First the LAX shooting. Then one at the Garden State Plaza in NJ. Followed by some phone-in bomb scares at local NJ schools. My stomping grounds.
I’ve written and re-written my reactions to all of this recent terror so many times but nothing seems to say what I want it so say. It’s awful and overwhelming that there is so much bad in the world. It’s awful to think about people and about kids being scared like this. Awful isn’t even close though. I’m at a lack.
So here I sit, late at night with a deadline looming and miracle of miracles, Facebook to the rescue. On my sister’s wall, she has posted a link to something uplifting. It makes me cry. It lifts me up. I feel better. It’s done its job and the lump in my throat is subsiding.
And then I come back to this blog post that I know I have to write, that I know I want to write but can’t.
What can I say to make this seemingly neverending live stream of violence go away? Nothing. And so I’m stealing my sister’s words instead.
“Make someone’s day. Do something good.”
Sometimes I’m overly negative and worrisome, it’s true. But I like to believe in good. I like to believe in being kind to strangers, to thanking people genuinely any chance I get. I like it when people take time to learn my kids’ names and to stop and tell me what lovely little beings I am raising. I like joy. I like smiles. I like underdogs and hot fudge and pajamas before dinner. And yeah, I totally like when friends do nice things for me, like bring ghost-cupcakes to my family when I’ve been way too busy and up to my ears in “stuff” to make that extra Halloween effort.
You’re thinking, “I already do kind things. I already am kind.” I know. You are. But today? Fall into the cliché of paying it forward. That’s my humble solution. Lots of little but amazing good things going on today…
Need a suggestion? I got your back.
Deep in my memory lies visions of my father, peeling Macintosh apples in our orange and brown NJ kitchen. I can see his thumb, working the dulled peeler, can hear his tenor voice singing Roy Orbison as he does this. I can taste the buttery rich batter, licked off of a worn wooden spoon. I can smell the pie baking, I can see the golden glow of the oven light as I wait for it to be done. I can hear the sound of the cinnamon as my mother sprinkles it over the pie, can see the perfect flat surface of the Haagen-Dazs vanilla ice cream. The aroma is thick and in everything around me. To this day, when I make this pie I am comforted at once, transported to all things wonderful about my childhood.
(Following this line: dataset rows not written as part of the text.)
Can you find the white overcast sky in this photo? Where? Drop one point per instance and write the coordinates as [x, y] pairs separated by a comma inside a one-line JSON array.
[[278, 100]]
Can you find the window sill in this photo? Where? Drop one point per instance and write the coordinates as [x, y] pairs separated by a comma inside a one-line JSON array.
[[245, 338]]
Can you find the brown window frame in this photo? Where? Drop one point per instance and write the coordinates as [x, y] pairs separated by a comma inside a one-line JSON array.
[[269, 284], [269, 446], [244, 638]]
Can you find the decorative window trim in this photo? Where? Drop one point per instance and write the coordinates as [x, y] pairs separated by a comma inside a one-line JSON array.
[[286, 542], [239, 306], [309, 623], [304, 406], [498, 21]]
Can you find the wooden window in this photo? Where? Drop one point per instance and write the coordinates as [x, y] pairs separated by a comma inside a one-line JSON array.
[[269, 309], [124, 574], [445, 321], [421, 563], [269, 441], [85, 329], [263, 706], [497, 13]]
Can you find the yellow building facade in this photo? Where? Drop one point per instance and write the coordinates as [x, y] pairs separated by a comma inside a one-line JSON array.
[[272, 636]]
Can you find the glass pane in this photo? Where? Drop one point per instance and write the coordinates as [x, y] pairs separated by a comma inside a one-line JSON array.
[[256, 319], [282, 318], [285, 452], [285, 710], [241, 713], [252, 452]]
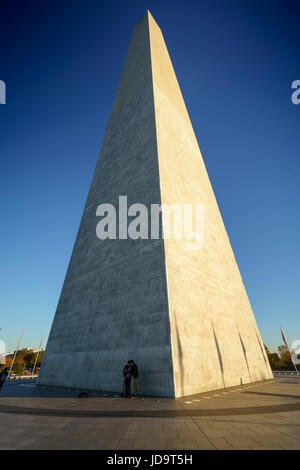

Make this pie. It’s full of sugar and butter and I promise, you can’t deliver it without receiving lots of love in return. It’s easy, it won’t take you much time at all.
It’s best eaten warm. Bake it with the 1700 apples you have leftover from apple picking.
Bring it to your child’s school. Bring it to the post office. Bring it to the pediatrician’s office. Bring it to your friend who is coping with loss. Bring it to the local supermarket. Bring it somewhere for someone.
Do something good. Please?
Van Vliet Deep Dish Apple Pie
12 – 13 MacIntosh apples (maybe more, depending on how much apple you like!)
2 cups sugar
2 cups unbleached all purpose white flour
1.5 sticks of butter
DO NOT GREASE PAN!
Melt butter first, so it is cool by the time you are finished peeling/slicing apples.
Fill 13×9 glass pan with peeled apple slices.
Mix sugar, egg, flour and salt by hand. Add cooled butter and mix thoroughly. Spread over apples and sprinkle with cinnamon.
Bake at 400 for 35 minutes, or until crust is golden brown.
The dough batter will be thick so wash your hands well and get creative spreading it over the apples.